Wed, 08 Jan 2003

Violence erupts as street demonstrations heighten

The Jakarta Post, Jakarta

Street demonstrations against recent hikes in fuel, telephone and electricity charges became violent in several cities on the second day of protests Tuesday as thousands of demonstrators across the country mounted pressure on President Megawati Soekarnoputri to resign over the increases.

In the Central Sulawesi capital of Palu, a thousand protesters scuffled with police who tried to prevent them from lowering the national Red and White flag outside the governor's office in the city.

Several demonstrators, including students, workers, farmers and fishermen, as well as activists from non-governmental organizations, were injured after police officers beat them with sticks.

The clash stopped when Central Sulawesi Governor Aminuddin Ponulele came out of his office to appease the protesters.

Earlier, the protesters burned at least two pictures of President Megawati and several tires outside the governor's office and the local legislative council building.

A clash also erupted in Palangka Raya, Central Kalimantan, when the police tried to disperse some 100 protesters for failing to show a protest permit, Antara said.

In the South Sulawesi capital of Makassar, thousands of students staged a series of similar protests throughout the day at the provincial legislative council to urge Megawati and her deputy Hamzah Haz to resign over the hikes.

"Megawati and Hamzah Haz have betrayed their own nation. It is utterly unfit for them to retain the posts," said Siswan, leader of the Student Executive Board (BEM) of the State University of Makassar (UNM).

A clash nearly broke out in Makassar in the afternoon when protesters stopped a fuel truck passing outside the council building and held it briefly.
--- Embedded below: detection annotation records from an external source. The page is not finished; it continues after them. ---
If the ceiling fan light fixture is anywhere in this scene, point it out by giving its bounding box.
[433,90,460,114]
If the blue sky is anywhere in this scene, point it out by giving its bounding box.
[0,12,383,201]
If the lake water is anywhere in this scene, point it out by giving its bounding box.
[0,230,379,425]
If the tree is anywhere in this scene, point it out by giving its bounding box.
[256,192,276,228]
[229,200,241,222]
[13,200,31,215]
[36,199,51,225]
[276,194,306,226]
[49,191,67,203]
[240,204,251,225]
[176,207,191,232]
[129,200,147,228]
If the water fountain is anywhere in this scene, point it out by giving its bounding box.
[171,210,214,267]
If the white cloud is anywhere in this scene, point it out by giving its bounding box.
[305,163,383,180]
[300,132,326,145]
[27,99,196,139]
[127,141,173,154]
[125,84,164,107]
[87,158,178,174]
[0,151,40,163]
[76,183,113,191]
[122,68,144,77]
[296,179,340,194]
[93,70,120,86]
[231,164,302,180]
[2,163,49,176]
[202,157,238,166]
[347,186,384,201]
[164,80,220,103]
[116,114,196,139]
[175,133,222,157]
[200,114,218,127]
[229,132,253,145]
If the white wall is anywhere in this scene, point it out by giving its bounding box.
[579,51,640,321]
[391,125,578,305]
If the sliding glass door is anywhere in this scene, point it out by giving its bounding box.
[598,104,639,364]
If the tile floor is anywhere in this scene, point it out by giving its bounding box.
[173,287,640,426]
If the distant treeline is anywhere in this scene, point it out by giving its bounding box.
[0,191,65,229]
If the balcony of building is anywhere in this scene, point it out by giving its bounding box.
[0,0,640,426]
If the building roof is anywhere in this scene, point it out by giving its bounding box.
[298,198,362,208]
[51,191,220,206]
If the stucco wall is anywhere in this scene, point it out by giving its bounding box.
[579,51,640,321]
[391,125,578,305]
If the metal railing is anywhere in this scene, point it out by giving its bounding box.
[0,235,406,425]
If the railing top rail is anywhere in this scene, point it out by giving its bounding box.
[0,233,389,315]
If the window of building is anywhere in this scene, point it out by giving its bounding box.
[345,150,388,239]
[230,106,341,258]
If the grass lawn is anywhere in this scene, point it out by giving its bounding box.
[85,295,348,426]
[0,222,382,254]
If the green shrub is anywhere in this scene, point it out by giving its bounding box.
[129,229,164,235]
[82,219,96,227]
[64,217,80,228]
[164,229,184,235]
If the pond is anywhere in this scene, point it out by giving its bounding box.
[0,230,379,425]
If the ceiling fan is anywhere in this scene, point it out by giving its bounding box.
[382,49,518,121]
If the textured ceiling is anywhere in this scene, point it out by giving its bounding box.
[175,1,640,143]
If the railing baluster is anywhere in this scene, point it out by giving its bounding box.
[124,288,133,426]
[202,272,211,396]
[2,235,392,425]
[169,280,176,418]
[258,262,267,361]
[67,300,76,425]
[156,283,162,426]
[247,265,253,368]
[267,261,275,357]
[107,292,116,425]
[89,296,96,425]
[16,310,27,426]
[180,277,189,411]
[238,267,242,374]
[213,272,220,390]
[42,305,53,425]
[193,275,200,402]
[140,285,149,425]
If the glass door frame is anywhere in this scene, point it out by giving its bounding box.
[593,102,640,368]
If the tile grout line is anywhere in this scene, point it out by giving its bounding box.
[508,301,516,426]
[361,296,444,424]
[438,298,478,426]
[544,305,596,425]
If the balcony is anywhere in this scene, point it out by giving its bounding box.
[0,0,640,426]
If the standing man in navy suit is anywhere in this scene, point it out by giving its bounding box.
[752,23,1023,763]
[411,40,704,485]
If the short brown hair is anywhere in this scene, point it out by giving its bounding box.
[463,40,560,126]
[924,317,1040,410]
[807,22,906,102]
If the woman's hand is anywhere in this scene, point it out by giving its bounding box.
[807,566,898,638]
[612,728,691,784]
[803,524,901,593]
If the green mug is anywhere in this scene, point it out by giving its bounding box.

In Jakarta, about 100 students gathered outside the House of Representatives (DPR) building, demanding the resignations of Megawati, Hamzah, House speaker Akbar Tandjung and People's Consultative Assembly (MPR) chairman Amien Rais over the price hikes.

"Now there are only two options left for the people: Remain silent and suffer, or rise up and fight to reclaim rights that have been stolen from us," said a leaflet distributed by the demonstrators.

Protests were also reported in the East Java capital of Surabaya, Cirebon in West Java, Yogyakarta, Pekalongan and Semarang in Central Java, Jayapura in Papua, Ternate in North Maluku, Mataram in West Nusa Tenggara, and several other towns and cities throughout Java, Bali, Sumatra and Sulawesi.

Tuesday saw bigger protests across the country than Monday, with more people joining strikes in many cities.

Drivers in a number of cities including Pekanbaru in Riau, and Semarang and Sidoarjo in East Java, have been on strike since Monday. More than 1,700 fishermen in Cirebon were also planning a strike.

"We will continue this action until the government listens to our grievances. The fuel price hike has extremely hurt us. It is impossible for us to go to sea with additional burdens," Jumadi, a 38-year old fisherman, told The Jakarta Post.

The government raised fuel prices by up to 22 percent on Jan. 2 as part of its continuing efforts to reduce costly and misdirected fuel subsidies and contain its budget deficit.

This increase was accompanied by hikes in electricity charges by six percent and in telephone tariffs by an average of 15 percent.

The price increases came into effect in the midst of the government's announcement of the much-criticized release and discharge policy aimed at exonerating big debtors from legal charges, which served to undermine the people's sense of justice.

The East Java branches of Nahdlatul Ulama and Muhammadiyah, the country's two main Muslim organizations, also joined demands for the increases to be reviewed, saying the motion was being made to prevent anarchy from breaking out in Indonesia.

MPR speaker Amien Rais also reiterated his call for the government to delay the increases in order to prevent national instability over the escalating demonstrations.

The government, nevertheless, said it had no plans to overturn the increases, arguing it was an unavoidable choice, despite the fact that the policy had subsequently pushed up the costs of staple foods.

To compensate for the price hikes, the government has allocated Rp 4 trillion as financial aid for the poor. The funds are to be distributed through seven sectors: education (Rp 1.2 trillion), health (Rp 600 billion), cheap rice for the poor (Rp 500 billion), small- and medium-sized businesses, maritime and fisheries, labor and transportation.

Labor and transportation unions, as well as student groups, have threatened to stage nationwide strikes unless the government annuls the rises.